1. Download CopyText from here
2. Unzip it to any folder you wish. The program is a self contained .exe, so no need to install
3. Drag and drop your .psd file to the CopyText window.
4. The program will extract the text contained in all layers and generate a .txt file.
Now what if you want to import your translation back to the .psd file? CopyText cannot handle that, but Bramus Text Convert can (also free of charge). This is essentially a script you install in Photoshop which will allow you to create a localized version of the artwork almost instantly and, in most cases, with minimal DTP work. However, the software is only compatible with Photoshop CS4 or earlier. Alternatives are available for the most recent versions (e.g. Sysfilter from ECM Engineering) but they are rather expensive.

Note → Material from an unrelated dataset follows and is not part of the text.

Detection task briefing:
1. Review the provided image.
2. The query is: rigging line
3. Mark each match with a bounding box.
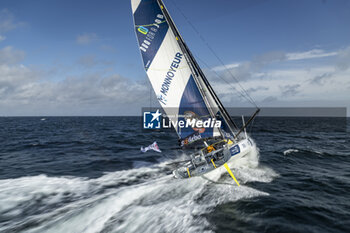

Ever wanted to rename multiple files in one fell swoop? Despite perhaps not being the most aptly named piece of software out there, 1-4a Rename can however save you precious time if you ever need to rename many files in one go, for example, adding your language code at the end of localized files or assigning your holiday photos more memorable names than the nondescript ones that come straight off your camera. Last, but not least…it’s completely free.
No installation is required, you just download it from this location and launch the executable file. Press F2 to toggle between the basic and expert interface. You can easily append information to the end of the file or just replace the file name altogether by leaving out the top box under Replace empty and adding the replacement text in the box underneath.
You get a live preview of your changes and even if you make a mistake you can always Undo All. Very convenient.